Standard #: 22VAC40-73-870-A
Description: All areas of the interior of the building were not in good repair or clean. Evidence: During the walkthrough of the physical plant some walls throughout the facility have areas of chipped paint, and some areas are scarred and soiled. Some ceiling tiles throughout the building have visible water stains. The backdoor where the parking lot is located has chipped paint as well.

Plan of Correction: Room number 7 has the wall plates installed. The entire dresser was removed and replaced.

Standard #: 22VAC40-73-870-E
Description: During the walkthrough, resident's room #7 was observed with no plates covering the electrical outlets and the dresser had a drawer cover missing as well as missing knobs.

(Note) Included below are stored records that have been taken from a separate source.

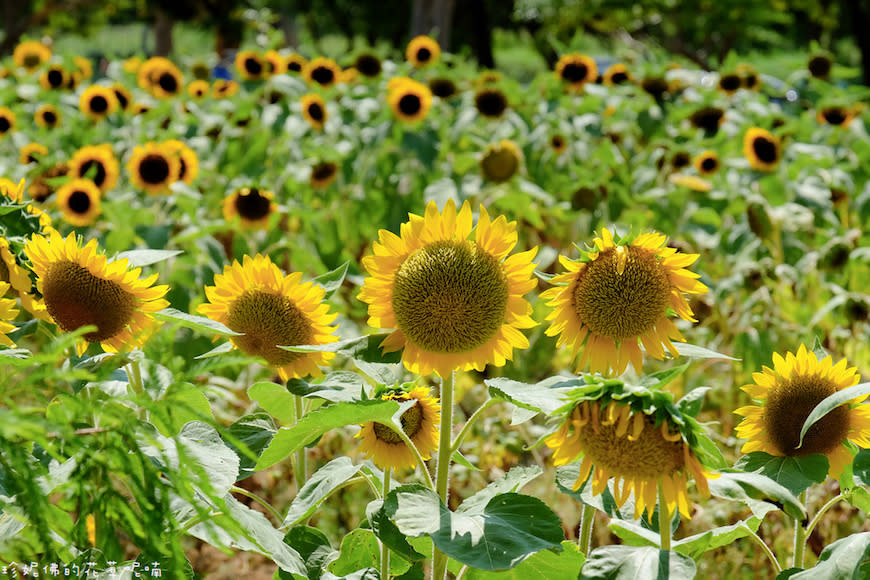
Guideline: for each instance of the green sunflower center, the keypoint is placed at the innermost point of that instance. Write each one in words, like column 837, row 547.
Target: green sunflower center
column 412, row 422
column 648, row 457
column 267, row 321
column 75, row 297
column 450, row 297
column 622, row 305
column 788, row 406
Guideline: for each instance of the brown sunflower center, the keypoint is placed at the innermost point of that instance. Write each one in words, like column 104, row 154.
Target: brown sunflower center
column 75, row 298
column 788, row 406
column 412, row 422
column 450, row 297
column 268, row 321
column 648, row 457
column 622, row 293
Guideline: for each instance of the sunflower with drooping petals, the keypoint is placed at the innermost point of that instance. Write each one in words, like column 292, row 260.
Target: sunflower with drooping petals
column 269, row 309
column 639, row 438
column 785, row 396
column 80, row 287
column 617, row 297
column 454, row 303
column 420, row 423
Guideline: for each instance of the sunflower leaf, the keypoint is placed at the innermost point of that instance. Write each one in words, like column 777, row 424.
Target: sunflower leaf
column 830, row 403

Plan of Correction: Painting will take place throughout the building to cover visibly soiled walls or doors and areas of scarred or chipped paint. Water damaged tiles will be removed and replaced.

Disclaimer:
This information is provided by the Virginia Department of Social Services, which neither endorses any facility nor guarantees that the information is complete. It should not be used as the sole source in evaluating and/or selecting a facility.